En las líneas de trabajo de la EEAD-CSIC no se olvidan tampoco otros desafíos del sector como el escenario de cambio climático. Un tema en el que se trabaja para modelizar cómo van a tener que ser los cultivos y en cómo mejorar la resiliencia de las plantas, aparte de optimizar los recursos hídricos porque el agua va a ser escasa y lograr la eficiencia energética. En este campo, también se trabaja en la captación de carbono con el primer modelo para su secuestro a nivel nacional.

Mano a mano con las empresas

La EEAD-CSIC mantiene una estrecha colaboración con las empresas. "Estamos haciendo un gran esfuerzo en la transferencia y en anunciar nuestro potencial y disposición de nuestros sectores. La experiencia es muy buena. Trabajar con el CSIC es un sello de calidad. Nos buscan las empresas para aplicar tecnología nuestra o validar la suya", afirma Jesús Val, quien reconoce que "no hay tantas empresas innovadoras como nos gustaría", siendo necesario cambiar la concepción de la innovación como gasto para contemplarla como una inversión. Este año, la EEAD-CSIC ha trabajado con 44 compañías, cerrando 2019 como un año récord en la captación de contratos. Se ha alcanzado la cantidad de 800.000 euros de transferencia con o para empresas.

A nivel internacional, la EEAD realiza proyectos de investigación europeos de las convocatorias H2020, INTERREG POCTEFA, INTERREG SUDOE, ERANET Med y acciones COST, además de participar en redes de investigación, por ejemplo, de países como Bélgica, Francia o Hungría. También forma parte de consorcios europeos con empresas. En estos momentos, está inmersa en diez proyectos europeos "con financiación importante".

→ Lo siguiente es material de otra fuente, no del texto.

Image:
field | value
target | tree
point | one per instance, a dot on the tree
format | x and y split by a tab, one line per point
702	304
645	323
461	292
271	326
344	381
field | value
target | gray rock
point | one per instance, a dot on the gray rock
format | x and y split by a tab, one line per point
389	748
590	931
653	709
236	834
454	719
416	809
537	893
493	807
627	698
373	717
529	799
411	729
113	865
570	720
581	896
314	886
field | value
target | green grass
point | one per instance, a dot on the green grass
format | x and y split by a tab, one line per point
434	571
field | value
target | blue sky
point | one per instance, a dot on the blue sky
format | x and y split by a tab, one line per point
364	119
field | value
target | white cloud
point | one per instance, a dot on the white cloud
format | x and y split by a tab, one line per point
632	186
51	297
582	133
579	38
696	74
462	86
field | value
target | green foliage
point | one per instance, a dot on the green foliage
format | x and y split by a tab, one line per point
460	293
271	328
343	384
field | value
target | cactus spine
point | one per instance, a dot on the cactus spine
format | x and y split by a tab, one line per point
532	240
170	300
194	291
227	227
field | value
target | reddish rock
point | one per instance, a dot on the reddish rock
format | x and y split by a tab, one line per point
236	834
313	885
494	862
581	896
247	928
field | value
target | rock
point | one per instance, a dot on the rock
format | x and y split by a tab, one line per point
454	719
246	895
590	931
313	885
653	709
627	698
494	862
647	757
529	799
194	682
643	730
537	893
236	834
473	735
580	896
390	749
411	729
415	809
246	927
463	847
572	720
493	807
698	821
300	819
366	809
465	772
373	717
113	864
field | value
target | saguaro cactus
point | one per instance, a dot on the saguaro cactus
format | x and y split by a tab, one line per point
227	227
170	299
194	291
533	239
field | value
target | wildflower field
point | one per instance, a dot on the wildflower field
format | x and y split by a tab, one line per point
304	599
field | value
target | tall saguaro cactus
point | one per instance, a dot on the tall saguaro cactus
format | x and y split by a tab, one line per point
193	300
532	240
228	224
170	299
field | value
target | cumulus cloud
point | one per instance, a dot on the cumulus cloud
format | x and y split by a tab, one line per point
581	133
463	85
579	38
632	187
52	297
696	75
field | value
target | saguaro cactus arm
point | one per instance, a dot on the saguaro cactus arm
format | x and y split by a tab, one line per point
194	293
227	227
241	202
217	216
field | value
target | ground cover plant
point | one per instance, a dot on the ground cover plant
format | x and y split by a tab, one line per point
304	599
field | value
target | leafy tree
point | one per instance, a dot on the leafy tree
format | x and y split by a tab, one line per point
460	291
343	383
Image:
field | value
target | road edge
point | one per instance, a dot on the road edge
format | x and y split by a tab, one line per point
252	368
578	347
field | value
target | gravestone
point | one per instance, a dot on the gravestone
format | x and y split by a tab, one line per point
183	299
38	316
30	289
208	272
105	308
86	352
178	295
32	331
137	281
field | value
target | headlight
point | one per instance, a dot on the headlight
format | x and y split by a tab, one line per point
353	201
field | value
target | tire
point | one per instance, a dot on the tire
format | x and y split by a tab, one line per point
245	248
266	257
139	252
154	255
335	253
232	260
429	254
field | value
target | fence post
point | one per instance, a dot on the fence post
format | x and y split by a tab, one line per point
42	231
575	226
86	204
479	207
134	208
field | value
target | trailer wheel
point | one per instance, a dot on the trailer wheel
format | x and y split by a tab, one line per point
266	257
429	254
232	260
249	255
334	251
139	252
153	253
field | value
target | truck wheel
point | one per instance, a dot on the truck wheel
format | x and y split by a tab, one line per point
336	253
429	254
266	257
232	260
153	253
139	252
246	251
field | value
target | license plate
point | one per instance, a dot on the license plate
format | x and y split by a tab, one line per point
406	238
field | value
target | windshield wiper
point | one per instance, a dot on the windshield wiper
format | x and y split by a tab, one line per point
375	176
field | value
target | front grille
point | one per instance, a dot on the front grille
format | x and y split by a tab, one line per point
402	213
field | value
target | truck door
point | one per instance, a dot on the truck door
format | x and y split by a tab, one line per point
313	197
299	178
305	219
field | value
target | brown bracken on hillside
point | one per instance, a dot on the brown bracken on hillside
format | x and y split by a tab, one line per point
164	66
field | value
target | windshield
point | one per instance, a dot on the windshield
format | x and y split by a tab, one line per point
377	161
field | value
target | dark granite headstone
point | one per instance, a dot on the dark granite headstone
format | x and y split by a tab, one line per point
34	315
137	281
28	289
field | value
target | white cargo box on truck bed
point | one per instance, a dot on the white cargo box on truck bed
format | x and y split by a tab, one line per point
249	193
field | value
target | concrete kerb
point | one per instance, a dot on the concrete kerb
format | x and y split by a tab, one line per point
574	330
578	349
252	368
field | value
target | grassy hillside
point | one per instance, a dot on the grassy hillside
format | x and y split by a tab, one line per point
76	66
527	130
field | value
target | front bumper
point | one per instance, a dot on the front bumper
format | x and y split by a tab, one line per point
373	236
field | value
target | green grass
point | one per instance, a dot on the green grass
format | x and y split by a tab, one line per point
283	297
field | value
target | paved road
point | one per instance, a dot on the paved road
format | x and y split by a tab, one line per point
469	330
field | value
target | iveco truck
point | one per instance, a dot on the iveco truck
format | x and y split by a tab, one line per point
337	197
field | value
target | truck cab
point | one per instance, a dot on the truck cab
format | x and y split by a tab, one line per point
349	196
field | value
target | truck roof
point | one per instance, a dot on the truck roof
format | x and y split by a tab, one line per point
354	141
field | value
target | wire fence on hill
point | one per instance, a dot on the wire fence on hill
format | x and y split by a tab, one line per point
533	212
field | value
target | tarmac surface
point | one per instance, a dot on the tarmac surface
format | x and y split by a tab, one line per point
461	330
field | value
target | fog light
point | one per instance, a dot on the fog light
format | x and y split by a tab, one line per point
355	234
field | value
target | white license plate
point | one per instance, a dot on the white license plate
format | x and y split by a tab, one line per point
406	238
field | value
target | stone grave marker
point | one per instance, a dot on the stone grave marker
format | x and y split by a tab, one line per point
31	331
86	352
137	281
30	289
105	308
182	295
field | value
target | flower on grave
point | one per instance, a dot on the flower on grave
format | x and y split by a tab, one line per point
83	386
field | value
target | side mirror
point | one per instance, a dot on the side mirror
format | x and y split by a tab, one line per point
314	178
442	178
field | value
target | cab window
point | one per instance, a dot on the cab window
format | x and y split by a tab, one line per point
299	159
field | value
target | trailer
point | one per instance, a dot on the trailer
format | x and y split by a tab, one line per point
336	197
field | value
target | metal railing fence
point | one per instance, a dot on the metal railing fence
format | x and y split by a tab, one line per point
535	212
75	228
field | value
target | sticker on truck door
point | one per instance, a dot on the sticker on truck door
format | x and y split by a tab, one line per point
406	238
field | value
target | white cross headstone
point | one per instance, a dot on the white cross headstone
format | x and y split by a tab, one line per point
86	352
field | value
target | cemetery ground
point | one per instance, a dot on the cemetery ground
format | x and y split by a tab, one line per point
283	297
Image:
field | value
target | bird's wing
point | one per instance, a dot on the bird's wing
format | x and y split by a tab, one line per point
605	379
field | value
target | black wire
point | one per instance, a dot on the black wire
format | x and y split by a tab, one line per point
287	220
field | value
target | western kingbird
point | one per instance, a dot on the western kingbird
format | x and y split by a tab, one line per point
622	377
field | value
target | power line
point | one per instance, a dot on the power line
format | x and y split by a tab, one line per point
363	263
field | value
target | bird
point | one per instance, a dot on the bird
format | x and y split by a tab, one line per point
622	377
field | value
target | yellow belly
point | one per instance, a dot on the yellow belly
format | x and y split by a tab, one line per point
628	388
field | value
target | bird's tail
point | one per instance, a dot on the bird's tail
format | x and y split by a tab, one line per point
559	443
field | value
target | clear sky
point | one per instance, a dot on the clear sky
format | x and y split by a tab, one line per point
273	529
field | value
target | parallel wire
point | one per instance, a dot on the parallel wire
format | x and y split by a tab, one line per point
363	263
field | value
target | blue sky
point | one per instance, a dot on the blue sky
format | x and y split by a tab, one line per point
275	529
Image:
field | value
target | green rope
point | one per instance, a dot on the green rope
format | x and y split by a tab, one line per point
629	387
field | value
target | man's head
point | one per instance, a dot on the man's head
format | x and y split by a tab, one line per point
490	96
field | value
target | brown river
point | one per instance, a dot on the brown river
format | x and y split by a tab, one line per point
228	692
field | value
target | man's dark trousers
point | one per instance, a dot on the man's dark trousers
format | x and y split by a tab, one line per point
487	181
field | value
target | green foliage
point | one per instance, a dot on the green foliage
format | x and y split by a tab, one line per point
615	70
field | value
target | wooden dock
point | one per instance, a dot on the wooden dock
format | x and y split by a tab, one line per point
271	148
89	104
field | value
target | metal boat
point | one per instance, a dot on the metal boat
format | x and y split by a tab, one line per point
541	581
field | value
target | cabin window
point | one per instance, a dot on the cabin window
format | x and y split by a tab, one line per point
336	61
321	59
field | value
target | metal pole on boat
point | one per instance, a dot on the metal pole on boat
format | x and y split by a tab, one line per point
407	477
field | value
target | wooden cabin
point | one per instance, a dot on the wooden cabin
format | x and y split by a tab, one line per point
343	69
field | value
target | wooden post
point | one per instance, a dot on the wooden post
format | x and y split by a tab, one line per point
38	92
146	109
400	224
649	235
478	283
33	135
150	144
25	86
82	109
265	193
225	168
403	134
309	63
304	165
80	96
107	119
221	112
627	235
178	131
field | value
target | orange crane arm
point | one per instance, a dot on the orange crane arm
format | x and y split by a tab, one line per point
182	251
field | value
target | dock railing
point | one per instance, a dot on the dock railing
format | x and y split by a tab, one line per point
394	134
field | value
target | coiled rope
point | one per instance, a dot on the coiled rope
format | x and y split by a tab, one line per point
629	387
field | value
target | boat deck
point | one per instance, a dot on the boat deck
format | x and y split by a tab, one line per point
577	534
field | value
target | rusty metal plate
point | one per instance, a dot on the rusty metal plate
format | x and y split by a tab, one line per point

Son las líneas de trabajo de la EEAD-CSIC, que cuenta con 15 grupos de investigación y cuatro principales líneas de centradas en la Pomología (con acciones destacadas en, por ejemplo, mejora genética de la fruticultura moderna), Genética y Producción vegetal (con tecnología de última generación para cereales como la cebada), la Nutrición vegetal (con líneas sobre compuestos fundamentales para el metabolismo de las plantas como el hierro) y Suelo y Agua, contando con grandes climatólogos para abordar modelos de erosión, entre otras investigaciones que engloban estos cuatro grandes departamentos.